Leo opened the scroll gingerly. The paper was delicate, as if it would dissolve in the slightest breeze. But there, clear in the lines of text, he saw the feather and the unknown rune. The same ones burned onto the priest.

Saayna had told him that the runes meant Daughter of Fire, but he wanted to decipher them himself. To find the nature of Saayna’s lie.

He glanced back at the shelf. Two more scrolls had metal bands. Sweeping them all together, he carefully tucked them into his coat.

“Reschedule my dinner with Elena,” Leo said when they had returned to his office, the flames crackling in welcome. Leo waved a hand to calm them, and they slowly subsided to glowing embers. “I don’t want to be bothered for the next two hours.”

But then the panel on his desk glowed. Arish bent forward, reading.
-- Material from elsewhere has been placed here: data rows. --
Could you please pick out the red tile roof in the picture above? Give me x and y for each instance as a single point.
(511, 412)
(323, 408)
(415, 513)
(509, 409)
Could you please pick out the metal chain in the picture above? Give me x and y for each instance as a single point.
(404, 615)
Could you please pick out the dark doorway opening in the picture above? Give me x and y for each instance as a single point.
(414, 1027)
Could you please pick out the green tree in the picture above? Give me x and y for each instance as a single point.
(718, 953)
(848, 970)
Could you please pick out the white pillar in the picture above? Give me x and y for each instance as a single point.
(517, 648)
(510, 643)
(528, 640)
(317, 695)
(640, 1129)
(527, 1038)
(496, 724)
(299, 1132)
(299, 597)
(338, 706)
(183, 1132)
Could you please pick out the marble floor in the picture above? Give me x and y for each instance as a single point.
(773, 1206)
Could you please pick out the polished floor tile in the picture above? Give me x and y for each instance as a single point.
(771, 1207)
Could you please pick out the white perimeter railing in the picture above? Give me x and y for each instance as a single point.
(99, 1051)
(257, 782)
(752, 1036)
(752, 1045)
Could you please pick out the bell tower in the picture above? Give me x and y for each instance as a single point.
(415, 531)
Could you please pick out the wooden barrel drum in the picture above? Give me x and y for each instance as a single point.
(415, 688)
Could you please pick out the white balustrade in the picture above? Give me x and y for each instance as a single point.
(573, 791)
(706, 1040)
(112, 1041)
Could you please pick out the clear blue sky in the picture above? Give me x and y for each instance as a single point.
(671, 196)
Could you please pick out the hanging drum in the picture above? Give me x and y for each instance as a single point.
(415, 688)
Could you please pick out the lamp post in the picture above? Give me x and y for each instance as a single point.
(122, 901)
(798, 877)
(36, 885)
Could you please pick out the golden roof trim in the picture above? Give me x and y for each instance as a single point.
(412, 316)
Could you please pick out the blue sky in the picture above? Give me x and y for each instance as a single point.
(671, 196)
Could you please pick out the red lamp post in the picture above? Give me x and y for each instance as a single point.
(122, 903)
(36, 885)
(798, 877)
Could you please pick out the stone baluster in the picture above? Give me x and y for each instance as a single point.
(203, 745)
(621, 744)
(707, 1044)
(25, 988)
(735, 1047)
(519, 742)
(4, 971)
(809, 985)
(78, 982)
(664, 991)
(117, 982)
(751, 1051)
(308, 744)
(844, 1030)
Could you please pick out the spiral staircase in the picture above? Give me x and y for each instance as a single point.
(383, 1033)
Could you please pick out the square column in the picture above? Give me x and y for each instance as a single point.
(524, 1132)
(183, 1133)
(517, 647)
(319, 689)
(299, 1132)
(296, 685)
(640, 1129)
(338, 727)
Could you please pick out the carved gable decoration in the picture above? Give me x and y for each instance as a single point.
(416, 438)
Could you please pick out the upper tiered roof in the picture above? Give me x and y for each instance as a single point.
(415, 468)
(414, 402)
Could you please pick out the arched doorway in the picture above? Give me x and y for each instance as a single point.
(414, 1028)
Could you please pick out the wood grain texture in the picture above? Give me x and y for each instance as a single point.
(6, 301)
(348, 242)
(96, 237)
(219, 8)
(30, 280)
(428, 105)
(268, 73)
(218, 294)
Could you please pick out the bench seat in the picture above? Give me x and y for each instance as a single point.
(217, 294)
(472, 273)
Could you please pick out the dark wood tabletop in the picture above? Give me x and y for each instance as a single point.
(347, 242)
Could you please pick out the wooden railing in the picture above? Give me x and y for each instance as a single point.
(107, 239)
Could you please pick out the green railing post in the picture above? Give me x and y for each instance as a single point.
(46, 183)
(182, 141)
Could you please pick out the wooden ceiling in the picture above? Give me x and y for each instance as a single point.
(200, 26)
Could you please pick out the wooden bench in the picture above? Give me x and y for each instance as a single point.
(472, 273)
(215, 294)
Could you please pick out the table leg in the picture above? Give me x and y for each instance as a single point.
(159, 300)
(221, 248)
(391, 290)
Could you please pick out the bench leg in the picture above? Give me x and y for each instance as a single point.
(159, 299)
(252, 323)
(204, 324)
“It’s Jangir, Your Majesty.”

Leo slipped the scrolls in his desk drawer. Jangir Meena was the leader of the gold caps, and quite possibly his most valued informant. Leo had first met him during one of his early public appearances. Jangir had roared the loudest, sung the highest praises. But his flattery was not what had compelled Leo to take him in; it was the way Jangir had moved others in the crowd to cheer with him. How, when he raised his voice, it seemed to sweep through everyone else. It was Jangir who had swayed the public in favor of Leo during the anarchist rebellions, when Leo had still been a young king. Jangir was a politician, through and through. And Leo had learned to use him.

At first, he had given Jangir little tasks in exchange for small favors. A hovercar for tracking a corrupt official. A home overlooking the dunes for finding a rebel. An invitation to a ball for rallying support around the city’s costly infrastructure. But as Jangir’s influence and his band of gold caps grew, Leo found another use for them: as his eyes and ears throughout the country.